Meg touched his hand. “How could you have known?” she said softly. “I know you would have prevented their deaths if there was any way you could have, Etienne.”
But he couldn’t respond. No matter the situation, no matter how much he wished he could reverse time and change the results of that day, he couldn’t. He had failed Louisa long before the day of her death. He had broken her heart. And when, after Louisa’s death, he’d told his mother that he was abdicating his place as the head of the family, dropping control of the family firm except for this small part he had started himself, and that he would not even consider ever starting another family, he’d broken her heart and failed her, too. Because after that, no matter how many times he apologized for his careless, thoughtless words, she felt responsible for pushing him into grief and she died feeling that way.
The truth was that he was hell on women. He disappointed and hurt them without trying. But, he promised himself, not this time. Please not this time.
He looked at Meg. She looked so sad, so chagrined. “I opened up old wounds by being nosy and speaking out of turn the way I always do. I—I’m so sorry I intruded.”

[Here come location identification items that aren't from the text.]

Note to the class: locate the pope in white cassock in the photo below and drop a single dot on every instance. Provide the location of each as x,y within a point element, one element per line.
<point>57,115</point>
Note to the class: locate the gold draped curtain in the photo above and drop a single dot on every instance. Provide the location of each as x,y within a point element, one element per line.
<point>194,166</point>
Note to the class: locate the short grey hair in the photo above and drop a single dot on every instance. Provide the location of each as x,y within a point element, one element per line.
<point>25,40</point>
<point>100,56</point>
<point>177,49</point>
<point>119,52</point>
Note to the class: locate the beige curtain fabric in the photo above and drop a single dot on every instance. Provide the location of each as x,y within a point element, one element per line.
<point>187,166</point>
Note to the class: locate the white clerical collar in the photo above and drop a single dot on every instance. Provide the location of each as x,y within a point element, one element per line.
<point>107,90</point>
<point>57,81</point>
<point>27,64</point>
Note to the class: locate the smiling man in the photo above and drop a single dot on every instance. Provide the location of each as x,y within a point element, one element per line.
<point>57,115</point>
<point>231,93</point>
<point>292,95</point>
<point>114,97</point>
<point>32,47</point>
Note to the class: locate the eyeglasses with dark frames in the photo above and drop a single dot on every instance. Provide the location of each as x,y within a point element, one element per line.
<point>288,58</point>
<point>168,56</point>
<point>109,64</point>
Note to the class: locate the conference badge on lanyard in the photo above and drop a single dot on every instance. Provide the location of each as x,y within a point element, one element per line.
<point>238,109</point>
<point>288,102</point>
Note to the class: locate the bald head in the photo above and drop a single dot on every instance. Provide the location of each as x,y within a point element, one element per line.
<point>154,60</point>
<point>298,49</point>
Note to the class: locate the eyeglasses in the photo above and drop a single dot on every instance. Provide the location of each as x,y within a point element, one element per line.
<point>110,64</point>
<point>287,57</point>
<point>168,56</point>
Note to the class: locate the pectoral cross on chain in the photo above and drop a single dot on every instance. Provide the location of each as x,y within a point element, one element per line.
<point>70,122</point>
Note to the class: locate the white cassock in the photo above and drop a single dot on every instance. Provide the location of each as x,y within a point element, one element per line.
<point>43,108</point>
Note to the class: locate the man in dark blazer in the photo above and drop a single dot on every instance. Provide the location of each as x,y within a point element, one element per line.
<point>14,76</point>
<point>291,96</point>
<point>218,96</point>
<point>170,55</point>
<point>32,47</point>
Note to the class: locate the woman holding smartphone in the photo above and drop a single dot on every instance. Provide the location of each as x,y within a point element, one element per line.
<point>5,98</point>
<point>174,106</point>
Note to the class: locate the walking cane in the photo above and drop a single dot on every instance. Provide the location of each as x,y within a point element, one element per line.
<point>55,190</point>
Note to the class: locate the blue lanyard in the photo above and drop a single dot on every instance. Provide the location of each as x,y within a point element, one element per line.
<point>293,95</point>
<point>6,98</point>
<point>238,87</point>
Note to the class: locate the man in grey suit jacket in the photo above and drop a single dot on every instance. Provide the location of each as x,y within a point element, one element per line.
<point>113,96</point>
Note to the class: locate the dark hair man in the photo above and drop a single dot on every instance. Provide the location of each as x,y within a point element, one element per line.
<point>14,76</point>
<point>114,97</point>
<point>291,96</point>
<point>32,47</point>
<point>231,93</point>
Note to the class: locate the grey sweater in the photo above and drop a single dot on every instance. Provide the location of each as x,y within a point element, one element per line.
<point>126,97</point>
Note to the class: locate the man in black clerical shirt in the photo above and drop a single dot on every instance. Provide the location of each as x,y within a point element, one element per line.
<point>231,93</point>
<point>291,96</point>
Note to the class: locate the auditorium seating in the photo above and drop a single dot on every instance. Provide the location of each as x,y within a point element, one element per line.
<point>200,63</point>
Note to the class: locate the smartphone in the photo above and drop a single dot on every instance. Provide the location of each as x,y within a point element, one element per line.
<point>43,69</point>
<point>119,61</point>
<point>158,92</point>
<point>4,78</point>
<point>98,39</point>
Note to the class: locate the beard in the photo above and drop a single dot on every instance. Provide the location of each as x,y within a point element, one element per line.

Etienne shook his head. “No. It needed to be out in the open so that you understand completely, Meg. I’ve had reason in my life to regret how I’ve handled my associations with women, but that’s not going to happen this time. I won’t give you false promises of any kind,” he told her, “but I won’t disappoint you by failing to help you, either. Beyond business I have no right to get involved with anyone and you have the right to know that. Because when I go, I’m going to miss you. But I’m still going to have to go. I never stay. I can’t.”
She didn’t blink, didn’t flinch. Finally she took a step closer rather than a step farther away. “Then, if the clock is ticking, I’d better start learning how to be a totally independent woman and head of this company quickly, hadn’t I? I’d better learn all the lessons you’re willing to help me with, Etienne. I don’t want you to have regrets. Instead I want to be a testament to your training, a worthy protégée. I’m going to do it. With your help, I’m going to go meet those newspaper people right now and be all that you intend for me to be.”